Roberto Grau: a jogada de Lasker, para entrar imediatamente no final desejado. A jogada proteladora 5.Cc3, ameaçando 6.Cxe5, tem a bonita resposta de Berstein 5...f6!

5...exd4 6.Dxd4 Dxd4 7.Cxd4 Cf6

Roberto Grau: Superficialmente jogado. O desenvolvimento rotineiro do cavalo o deixa mal colocado, já que a sua melhor casa nesta variante é e7, para depois de c5 transladar-se via c6 a d4. Roberto Grau sugere que a melhor jogada parece ser 7. ..Bd6, mas Oscar Panno corrige: a melhor defesa radica em 7...Bd7 (7...c5 8. Ce2 Bd7 é uma sugestão de Pachman) 8.Be3 O-O-O, com chances equilibradas.

8.f3 Bc5 9.Be3 O-O 10.Cf5 Bxe3 11.Cxe3

Roberto Grau: e agora, destruído o par de bispos do negro, a vantagem do branco é teoricamente decisiva, mas tem que fazê-la efetiva, e isto é o que faz em estilo clássico o mestre brasileiro. A partir deste momento sua tarefa é impecável e a audácia e a beleza da concepção final da partida é notável.

11...Be6 12.Cc3 Tad8 13.O-O Tde8 14.Tad1 Bc8 15.Tfe1 g6 16.Rf2 Rg7 17.g4 h5

Roberto Grau: Típico do empreendedor mestre Letão.
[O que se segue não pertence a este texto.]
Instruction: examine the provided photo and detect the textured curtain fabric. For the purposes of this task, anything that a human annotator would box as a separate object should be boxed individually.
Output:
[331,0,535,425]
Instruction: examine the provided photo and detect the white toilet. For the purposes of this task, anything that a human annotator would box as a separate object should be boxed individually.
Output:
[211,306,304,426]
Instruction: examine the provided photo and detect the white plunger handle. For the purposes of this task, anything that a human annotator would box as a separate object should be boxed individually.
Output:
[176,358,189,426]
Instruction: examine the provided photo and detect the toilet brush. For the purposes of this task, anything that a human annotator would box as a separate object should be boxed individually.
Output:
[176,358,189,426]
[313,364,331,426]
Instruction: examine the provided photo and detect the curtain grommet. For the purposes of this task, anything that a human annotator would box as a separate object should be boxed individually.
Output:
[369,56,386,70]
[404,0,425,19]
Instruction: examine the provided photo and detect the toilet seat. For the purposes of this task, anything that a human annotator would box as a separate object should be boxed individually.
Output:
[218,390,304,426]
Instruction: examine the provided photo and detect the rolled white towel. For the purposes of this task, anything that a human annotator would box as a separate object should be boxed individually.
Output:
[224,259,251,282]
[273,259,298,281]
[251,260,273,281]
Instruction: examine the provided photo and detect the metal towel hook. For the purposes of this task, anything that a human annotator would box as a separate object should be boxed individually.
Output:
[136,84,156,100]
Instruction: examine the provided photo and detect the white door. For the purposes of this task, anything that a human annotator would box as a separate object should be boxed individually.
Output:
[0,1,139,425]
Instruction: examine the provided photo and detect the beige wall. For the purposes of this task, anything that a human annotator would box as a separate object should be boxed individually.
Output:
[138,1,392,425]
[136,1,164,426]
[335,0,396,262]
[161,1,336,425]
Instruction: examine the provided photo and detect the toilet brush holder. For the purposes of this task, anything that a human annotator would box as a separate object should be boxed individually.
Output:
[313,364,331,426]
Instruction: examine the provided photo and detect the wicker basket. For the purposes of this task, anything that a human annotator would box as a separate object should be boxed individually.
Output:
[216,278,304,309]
Mas o branco calculou um plano profundo para opor-se à projetada invasão pela coluna h.

18.h3 Th8 19.Rg3 Cd7 20.f4 Cc5 21.e5 a5 22.Cc4

Roberto Grau: ao mesmo tempo em que trata de valorizar a sua maioria de peões, Cruz aproveita a oportunidade brindada pela última jogada de Apcheniek para melhorar a situação de um cavalo e provocar o adversário. O Tema de Capablanca: 'limpar a folhagem' da posição para aproveitar as vantagens de forma pura, sem rebuscamentos.

22...b6 23.Cd2

Rumo à melhor casa para esta peça, ou para a sua 'irmã'!

23...Th7 24.Cde4 hxg4 25.hxg4 Cxe4+ 26.Cxe4 Teh8 27.Cf2!

Roberto Grau: a chave da defesa do branco.

27...Be6 28.b3

Roberto Grau: quiçá seja mais exato 28.a3.

28...a4 29.Th1 Txh1 30.Cxh1 axb3 31.axb3 Ta8

Roberto Grau: já que a entrada é impossível por outra parte, vai pela coluna a. Mas o branco, que viu muito longe, tem reservada uma manobra oculta, que não só anula o plano do mestre europeu como também assegura ao brasileiro um notável triunfo.

32.Cf2 Ta2 33.Ce4!

Roberto Grau: entregando o peão, que não pode tomar-se por causa de 34.Td8 e o mate é inevitável. PS: o mate se evita com 34...f5, também perdendo, porém com complicações. Mas 34.Cf6! transpõe para o que aconteceu na partida.

33...Bd5 34.Cf6 Txc2

Roberto Grau: e o negro tomou o peão. Mas agora a invasão é pela coluna a. Talvez o melhor para o segundo jogador fosse voltar a a8, mas depois de 35.c4 Be6 36. Tf1, ou simplesmente 35.Cxd5 cxd 36.Txd5, o branco deveria ganhar igualmente.

35.Ta1 Tc3+ 36.Rh4 Bg2!

Roberto Grau: muito engenhoso, para evitar o mate ameaçado voltando com a torre para h8.

37.Ta8 Th3+ 38.Rg5 Th8 39.Ce8+ +-

se: 39.Txh8 Rxh8 40.e6! (ameaçando e7) fxe 41.Rxg6 também ganha, mas não teria a bonita variante que segue.

39...Rh7 40.Rf6 c5 41.Rxf7! Tf8+

Roberto Grau: evidentemente não 41...Bxa8, por causa de 42.Cf6+ seguido de g5++. Por outro lado, se 41...Rh6, então 42.g5+ e Cf6+ dão mate ou ganham a torre.

42.Rxf8 Bxa8 43.Cf6+ Rh8 44.f5 g5

Se 44...gxf 45.g5! seguido de g6 e g7++! Quem precisa de modelos de mestres estrangeiros?!

45.e6 Bc6 46.Cd7 1-0

Roberto Grau: um trabalho finíssimo.